South Korea’s President Moon Jae-in will meet Pope Francis on Oct. 18. and will deliver an invitation from the leader of North Korea Kim Jong-un to visit Pyongyang. The news was broken by the spokesman for the South Korean leader today.
Asked today if Pope Francis would accept the invitation, Greg Burke, the director of the Holy See’s press office, said, “Let’s wait for the invitation to arrive first.”
Mr. Burke added that Cardinal Pietro Parolin, the Secretary of State will celebrate Mass in St. Peter’s Basilica at six o’clock the previous evening, Oct. 17, for peace in the Korean peninsula, at which President Moon will participate.
President Moon, a Catholic, has played a very active role in promoting peace between North and South Korea and in helping avert a conflict with the United States. According to the Korean Times, Mr. Kim Eui-kyeom, the spokesman for the South Korean leader revealed that “President Moon suggested that Chairman Kim meet the pope, pointing out that he is very much interested in peace on the Korean Peninsula” and “Kim promised Moon he would give a fervent welcome to the pope if he visited Pyongyang.”
President Moon, a Catholic, has played a very active role in promoting peace between North and South Korea and in helping avert a conflict with the United States.
President Moon arrives in Europe on Oct. 13 as part of a nine-day visit to various countries. He will visit the Vatican on Oct. 17-18 and, according to Yonhap newsagency, “he will seek the pope’s blessing and support for peace and stability on the Korean Peninsula and discuss ways for future cooperation with the Vatican.”
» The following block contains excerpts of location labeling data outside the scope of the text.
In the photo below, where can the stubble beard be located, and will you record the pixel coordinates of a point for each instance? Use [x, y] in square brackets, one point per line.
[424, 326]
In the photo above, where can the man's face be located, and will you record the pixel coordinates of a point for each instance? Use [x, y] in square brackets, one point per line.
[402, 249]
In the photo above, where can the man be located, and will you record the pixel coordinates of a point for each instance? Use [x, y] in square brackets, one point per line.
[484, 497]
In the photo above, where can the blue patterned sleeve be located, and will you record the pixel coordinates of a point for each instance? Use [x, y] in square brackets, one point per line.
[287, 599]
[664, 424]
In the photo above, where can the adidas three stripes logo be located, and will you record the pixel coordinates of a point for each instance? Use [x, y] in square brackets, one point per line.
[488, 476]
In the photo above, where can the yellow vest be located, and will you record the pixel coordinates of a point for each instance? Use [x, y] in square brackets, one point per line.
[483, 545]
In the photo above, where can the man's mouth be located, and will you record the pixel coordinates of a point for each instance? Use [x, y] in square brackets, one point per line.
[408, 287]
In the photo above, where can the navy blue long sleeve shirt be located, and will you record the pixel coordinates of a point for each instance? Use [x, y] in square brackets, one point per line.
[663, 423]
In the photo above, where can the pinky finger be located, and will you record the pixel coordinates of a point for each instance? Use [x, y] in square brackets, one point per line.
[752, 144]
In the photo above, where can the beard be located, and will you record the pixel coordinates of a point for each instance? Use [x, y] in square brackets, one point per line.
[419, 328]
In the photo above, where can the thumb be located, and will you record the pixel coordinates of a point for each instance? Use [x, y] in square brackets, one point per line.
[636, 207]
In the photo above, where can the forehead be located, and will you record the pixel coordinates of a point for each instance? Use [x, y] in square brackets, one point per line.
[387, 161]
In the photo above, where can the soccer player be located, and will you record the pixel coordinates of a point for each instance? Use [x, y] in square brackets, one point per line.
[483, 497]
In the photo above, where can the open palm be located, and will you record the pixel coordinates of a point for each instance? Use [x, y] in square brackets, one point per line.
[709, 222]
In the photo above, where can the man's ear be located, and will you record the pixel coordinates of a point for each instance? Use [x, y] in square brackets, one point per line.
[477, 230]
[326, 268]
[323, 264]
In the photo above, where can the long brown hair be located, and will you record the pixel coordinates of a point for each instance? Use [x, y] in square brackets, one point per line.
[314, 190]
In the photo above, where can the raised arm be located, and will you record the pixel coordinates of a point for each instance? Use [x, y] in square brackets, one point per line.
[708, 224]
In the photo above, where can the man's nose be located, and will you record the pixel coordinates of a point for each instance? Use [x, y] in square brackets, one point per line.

Pope Francis, who advocates a culture of encounter over confrontation, is well aware of the fragile and at times dramatic political reality in the Korean peninsula. The country has been divided along the 38th parallel since the end of World War II and its people have suffered tension, conflict and division ever since the Korean War (1950-53), which ended with an armistice truce, not peace.
Pope Francis visited South Korea in August 2014, where there is a vibrant Catholic community with some 5.5 million members or just over 10 percent of the South Korean population. At the end of that visit, he celebrated a nationally televised Mass in the cathedral of Myeong-dong in Seoul, on Aug. 18, “for the peace and reconciliation” of the entire Korean people, many of whose families have been divided across the 38th parallel ever since 1945.
In his homily, in the crowded cathedral, he invited everyone to “pray for the emergence of new opportunities for dialogue, encounter, and the resolution of differences, for continued generosity in providing humanitarian assistance to those in need, and for an ever-greater recognition that all Koreans are brothers and sisters, members of one family, one people. They speak the same language.”
Since then, he watched with growing concern the escalating tensions and even threats of nuclear attacks between the United States and North Korea, a country of 25 million people where religious freedom is not recognized and Catholics are very few. North Korea has very close ties with China, with which the Holy See recently signed a first ever agreement.
“Korea is living at a Kairos, a moment of grace, and important time."
His decision last year to condemn not just “the use” but also “the possession” of nuclear arms as “immoral” also resulted from this dramatic situation where the terrifying prospect of their use, even by accident, became every day more threatening not only to the peoples of Korea and the United States, but also to the wider world. He issued his condemnation in a speech at a conference in the Vatican on Nov. 10, 2017.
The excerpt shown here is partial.